Mr Smith wrote the bat novel while living the run-of-the-mill suburban life with wife Jean and his four children in Tamworth when he wrote the bat novel. He had recently quit his job as manager at the Midland Bank Cash Centre in New Street, Birmingham, having found the work unfulfilling.
“I came from a banking family, my father was a bank manager, and from the time I was born I was going to be a bank manager,” he says. “It was a safe job, but there was nothing creative about it.”
But while his father was adamant Guy should follow him into banking, his mother – historic novelist Elizabeth M Weale – encouraged him to take up writing at an early age. When he was 12, Guy had his first story published in the now-defunct Tettenhall Observer, and from 1952 and 1957 he wrote 56 short stories for the newspaper, many of them serialised.
In 1972 Mr Smith launched a secondhand bookselling business, which he combined with his banking job. It would eventually become his publishing company Black Hill Books.
Mr Smith said he wrote a horror novel for the New English Library in 1974 entitled Werewolf by Moonlight, but it was Night of the Crabs in 1976 which really launched him as a writer.
“This title was the ‘No.1 beach read’," he said. "It saw numerous reprints, spawned six sequels along with several short stories, as well as a movie.”
The sale of the film rights to Night of the Crabs enabled him to quit the rat-race in 1975, and two years later he swapped his suburban home in Tamworth for a rambling house in the Shropshire Hills near Clun, where he lived up until his death.

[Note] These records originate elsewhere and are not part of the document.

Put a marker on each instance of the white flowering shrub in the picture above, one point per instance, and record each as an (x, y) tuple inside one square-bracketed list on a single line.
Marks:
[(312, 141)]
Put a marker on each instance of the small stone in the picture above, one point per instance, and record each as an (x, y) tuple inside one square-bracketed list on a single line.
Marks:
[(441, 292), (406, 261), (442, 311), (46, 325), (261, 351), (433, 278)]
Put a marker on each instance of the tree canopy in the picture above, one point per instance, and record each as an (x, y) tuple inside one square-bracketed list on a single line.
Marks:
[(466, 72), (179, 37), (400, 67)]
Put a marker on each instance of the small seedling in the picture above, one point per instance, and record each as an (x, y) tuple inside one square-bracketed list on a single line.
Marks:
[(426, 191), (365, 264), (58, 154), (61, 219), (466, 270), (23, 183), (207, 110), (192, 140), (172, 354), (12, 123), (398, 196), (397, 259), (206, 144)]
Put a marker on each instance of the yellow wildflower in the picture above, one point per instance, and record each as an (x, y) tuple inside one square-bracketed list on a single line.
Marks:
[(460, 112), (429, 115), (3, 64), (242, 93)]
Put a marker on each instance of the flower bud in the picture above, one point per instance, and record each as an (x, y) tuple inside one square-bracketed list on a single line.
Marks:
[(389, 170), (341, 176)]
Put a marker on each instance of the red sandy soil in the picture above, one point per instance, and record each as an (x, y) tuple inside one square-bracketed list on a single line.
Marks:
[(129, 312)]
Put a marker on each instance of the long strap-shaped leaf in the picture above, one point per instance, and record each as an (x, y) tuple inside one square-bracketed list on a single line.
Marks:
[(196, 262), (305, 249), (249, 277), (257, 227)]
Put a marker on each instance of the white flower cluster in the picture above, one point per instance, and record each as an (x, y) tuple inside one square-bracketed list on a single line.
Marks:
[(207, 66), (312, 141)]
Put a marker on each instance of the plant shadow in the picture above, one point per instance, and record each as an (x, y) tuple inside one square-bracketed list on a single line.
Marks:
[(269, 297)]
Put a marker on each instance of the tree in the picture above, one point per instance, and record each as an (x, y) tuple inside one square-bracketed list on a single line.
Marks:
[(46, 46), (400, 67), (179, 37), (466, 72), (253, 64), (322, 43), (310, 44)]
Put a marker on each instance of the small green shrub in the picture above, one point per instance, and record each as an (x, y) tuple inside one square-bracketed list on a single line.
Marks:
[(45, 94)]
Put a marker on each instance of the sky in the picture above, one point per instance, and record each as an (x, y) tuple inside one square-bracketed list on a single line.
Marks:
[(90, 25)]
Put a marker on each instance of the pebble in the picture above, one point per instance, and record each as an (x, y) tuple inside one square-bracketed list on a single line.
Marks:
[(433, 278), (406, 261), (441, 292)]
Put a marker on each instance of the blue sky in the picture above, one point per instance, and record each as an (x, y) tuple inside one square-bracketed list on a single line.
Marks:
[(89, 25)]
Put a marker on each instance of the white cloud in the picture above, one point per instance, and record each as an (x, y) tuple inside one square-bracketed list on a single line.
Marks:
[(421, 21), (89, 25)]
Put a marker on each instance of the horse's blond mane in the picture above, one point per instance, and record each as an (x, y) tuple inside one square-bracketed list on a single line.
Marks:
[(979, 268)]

Tara recalled: "He loved nature, and I remember growing up with all these animals around us, everything from pheasants to guinea fowl, donkeys and goats, as well as the usual carts and dogs."

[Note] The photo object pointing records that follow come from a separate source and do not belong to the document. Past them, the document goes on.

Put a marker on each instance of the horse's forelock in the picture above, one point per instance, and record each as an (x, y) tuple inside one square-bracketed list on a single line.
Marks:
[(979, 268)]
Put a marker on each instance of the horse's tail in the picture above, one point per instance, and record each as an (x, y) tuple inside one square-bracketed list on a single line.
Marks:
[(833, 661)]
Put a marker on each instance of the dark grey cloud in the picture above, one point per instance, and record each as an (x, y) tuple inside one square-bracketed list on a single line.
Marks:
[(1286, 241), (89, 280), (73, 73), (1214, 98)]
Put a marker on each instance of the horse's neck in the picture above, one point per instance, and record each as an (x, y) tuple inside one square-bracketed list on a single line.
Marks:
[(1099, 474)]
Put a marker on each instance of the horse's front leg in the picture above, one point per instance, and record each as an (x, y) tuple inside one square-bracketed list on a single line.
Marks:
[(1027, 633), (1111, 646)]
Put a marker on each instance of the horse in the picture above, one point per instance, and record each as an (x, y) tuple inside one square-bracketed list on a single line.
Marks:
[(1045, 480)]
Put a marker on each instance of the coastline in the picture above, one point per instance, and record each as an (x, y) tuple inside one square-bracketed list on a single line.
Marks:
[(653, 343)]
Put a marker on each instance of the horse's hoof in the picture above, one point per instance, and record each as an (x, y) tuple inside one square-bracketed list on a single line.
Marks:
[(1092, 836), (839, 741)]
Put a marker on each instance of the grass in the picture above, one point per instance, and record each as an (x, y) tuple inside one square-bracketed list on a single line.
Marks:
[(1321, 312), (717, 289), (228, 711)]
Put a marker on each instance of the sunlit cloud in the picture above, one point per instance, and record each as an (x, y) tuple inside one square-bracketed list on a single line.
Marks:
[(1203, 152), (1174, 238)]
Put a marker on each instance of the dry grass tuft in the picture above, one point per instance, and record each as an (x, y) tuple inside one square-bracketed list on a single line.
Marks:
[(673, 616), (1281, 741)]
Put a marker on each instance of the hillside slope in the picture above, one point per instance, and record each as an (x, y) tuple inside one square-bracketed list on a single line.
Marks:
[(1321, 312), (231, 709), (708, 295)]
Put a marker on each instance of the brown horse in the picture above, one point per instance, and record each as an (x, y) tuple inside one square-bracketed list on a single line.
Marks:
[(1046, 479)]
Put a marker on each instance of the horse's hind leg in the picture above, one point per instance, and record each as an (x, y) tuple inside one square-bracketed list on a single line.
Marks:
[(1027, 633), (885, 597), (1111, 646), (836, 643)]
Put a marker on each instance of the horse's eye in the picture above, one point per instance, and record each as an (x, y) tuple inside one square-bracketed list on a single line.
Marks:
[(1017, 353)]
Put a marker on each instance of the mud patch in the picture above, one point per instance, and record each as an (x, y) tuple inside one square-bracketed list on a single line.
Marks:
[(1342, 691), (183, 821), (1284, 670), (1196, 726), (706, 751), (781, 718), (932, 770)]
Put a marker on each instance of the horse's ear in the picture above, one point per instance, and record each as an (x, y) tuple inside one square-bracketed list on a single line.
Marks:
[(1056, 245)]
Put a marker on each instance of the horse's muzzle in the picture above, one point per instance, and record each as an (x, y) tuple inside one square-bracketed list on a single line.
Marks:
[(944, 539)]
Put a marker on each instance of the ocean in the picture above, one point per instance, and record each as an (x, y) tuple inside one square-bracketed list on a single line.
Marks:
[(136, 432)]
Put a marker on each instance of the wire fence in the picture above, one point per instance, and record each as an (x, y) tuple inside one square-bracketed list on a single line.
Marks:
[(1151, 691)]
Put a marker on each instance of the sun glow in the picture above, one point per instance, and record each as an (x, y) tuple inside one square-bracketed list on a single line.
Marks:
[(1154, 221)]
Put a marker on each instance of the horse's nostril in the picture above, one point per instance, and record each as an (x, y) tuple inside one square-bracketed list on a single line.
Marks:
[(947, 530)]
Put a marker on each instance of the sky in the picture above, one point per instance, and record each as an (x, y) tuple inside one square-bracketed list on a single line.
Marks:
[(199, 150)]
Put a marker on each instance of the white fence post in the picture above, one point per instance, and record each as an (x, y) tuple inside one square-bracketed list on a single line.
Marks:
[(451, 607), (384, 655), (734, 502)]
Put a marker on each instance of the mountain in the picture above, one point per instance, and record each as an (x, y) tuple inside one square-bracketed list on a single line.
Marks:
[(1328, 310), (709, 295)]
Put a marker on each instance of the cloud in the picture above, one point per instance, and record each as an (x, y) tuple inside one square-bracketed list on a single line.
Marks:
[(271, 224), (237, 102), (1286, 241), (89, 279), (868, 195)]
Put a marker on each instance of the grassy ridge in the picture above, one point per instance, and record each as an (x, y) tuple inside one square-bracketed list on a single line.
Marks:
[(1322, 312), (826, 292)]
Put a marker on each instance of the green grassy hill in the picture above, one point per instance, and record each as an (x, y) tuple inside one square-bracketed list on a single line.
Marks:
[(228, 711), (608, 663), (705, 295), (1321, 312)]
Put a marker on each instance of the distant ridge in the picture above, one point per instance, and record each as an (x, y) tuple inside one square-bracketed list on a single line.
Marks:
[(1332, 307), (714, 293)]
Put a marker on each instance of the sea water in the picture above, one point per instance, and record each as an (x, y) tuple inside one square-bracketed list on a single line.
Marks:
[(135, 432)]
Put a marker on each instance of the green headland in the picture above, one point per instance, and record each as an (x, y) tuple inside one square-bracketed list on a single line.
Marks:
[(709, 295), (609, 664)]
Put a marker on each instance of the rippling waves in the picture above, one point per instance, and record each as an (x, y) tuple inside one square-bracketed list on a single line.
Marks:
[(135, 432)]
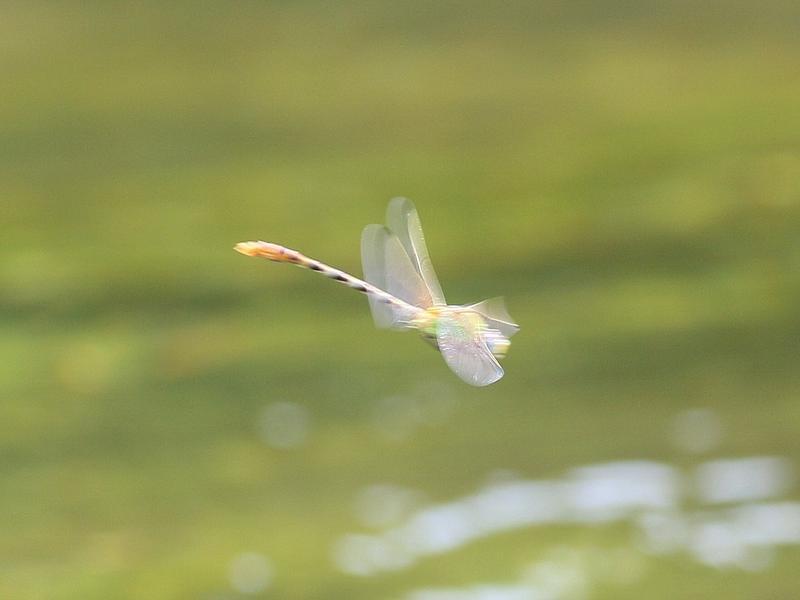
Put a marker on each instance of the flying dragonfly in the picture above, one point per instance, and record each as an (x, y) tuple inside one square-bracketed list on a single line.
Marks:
[(404, 293)]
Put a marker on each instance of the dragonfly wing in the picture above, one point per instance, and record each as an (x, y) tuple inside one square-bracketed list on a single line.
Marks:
[(465, 351), (387, 266), (403, 221), (495, 313)]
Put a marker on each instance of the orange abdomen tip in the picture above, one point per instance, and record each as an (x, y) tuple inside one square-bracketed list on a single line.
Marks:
[(264, 249)]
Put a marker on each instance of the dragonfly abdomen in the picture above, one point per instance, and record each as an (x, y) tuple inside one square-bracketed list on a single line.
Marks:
[(278, 253)]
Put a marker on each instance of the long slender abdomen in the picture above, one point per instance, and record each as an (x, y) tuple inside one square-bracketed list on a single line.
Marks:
[(278, 253)]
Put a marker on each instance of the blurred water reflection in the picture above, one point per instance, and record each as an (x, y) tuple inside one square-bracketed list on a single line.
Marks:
[(284, 425), (723, 513), (250, 573)]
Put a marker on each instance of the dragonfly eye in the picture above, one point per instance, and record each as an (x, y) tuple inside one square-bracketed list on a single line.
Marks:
[(497, 343)]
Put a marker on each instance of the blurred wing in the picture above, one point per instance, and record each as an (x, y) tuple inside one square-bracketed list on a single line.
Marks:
[(465, 352), (494, 310), (403, 221), (387, 266)]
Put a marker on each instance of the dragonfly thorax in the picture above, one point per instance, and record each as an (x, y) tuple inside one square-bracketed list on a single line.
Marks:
[(463, 322)]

A lifelong pipe smoker, he was crowned the British Pipe Smoking Champion in 2003, and wrote a book about tobacco. He was also a keen player of the table-football game Subbuteo, and 1998 he played the game for 24 hours in aid of a charity for young deaf people.

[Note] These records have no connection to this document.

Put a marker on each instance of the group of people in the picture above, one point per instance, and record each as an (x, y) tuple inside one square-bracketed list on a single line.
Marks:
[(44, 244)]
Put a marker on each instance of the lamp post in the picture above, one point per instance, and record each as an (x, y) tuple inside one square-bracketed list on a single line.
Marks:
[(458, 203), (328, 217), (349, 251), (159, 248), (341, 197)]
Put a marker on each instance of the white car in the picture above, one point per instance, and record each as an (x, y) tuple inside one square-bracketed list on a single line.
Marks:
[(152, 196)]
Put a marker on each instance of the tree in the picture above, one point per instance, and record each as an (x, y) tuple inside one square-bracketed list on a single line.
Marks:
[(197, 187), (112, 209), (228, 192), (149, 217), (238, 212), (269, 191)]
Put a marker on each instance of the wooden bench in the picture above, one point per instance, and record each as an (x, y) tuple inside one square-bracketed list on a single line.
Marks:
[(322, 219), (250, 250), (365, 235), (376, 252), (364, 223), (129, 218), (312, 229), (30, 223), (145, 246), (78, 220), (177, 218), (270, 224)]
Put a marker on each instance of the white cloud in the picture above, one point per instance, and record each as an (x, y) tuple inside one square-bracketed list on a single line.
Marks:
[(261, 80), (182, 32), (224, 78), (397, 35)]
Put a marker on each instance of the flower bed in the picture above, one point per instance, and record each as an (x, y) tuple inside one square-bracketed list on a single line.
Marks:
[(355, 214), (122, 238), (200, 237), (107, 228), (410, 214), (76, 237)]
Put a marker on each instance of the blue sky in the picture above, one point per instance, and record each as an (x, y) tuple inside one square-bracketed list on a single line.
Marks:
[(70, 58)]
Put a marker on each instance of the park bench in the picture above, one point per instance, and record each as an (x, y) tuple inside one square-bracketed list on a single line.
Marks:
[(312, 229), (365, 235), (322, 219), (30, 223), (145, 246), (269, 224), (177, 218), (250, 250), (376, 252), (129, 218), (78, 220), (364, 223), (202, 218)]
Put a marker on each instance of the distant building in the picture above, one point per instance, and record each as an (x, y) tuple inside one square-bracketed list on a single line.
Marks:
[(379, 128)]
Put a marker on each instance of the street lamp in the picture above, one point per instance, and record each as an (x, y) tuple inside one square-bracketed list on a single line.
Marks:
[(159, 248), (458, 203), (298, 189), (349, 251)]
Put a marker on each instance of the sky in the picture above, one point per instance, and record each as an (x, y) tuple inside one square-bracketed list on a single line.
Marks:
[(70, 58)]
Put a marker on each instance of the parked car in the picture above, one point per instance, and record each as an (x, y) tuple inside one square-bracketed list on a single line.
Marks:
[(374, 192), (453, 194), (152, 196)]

He published a total of 124 books and about 4,000 articles and short stories in his writing career, selling millions of copies around the world. He wrote a series of children's books under the pseudonym Jonathon Guy, two thrillers under the name Gavin Newman, and 12 non-fiction books on various countryside matters.
Explaining why people liked his books, Mr Smith told the Star: "I don't know what the appeal of horror is, but I think it must be just escapism.
"It's like a Mills and Boon thing in reverse. I've done some research on my readership through the fan mail that I get, and my readers seem to be mostly young married women. The horror relieves their boredom.''
He dedicated the last edition of Bats Out Of Hell to health workers helping to fight the virus, donating £1 from every copy sold to NHS charities.
He leaves a widow Jean, daughters Rowan and Tara, sons Gavin and Angus, and four grandchildren.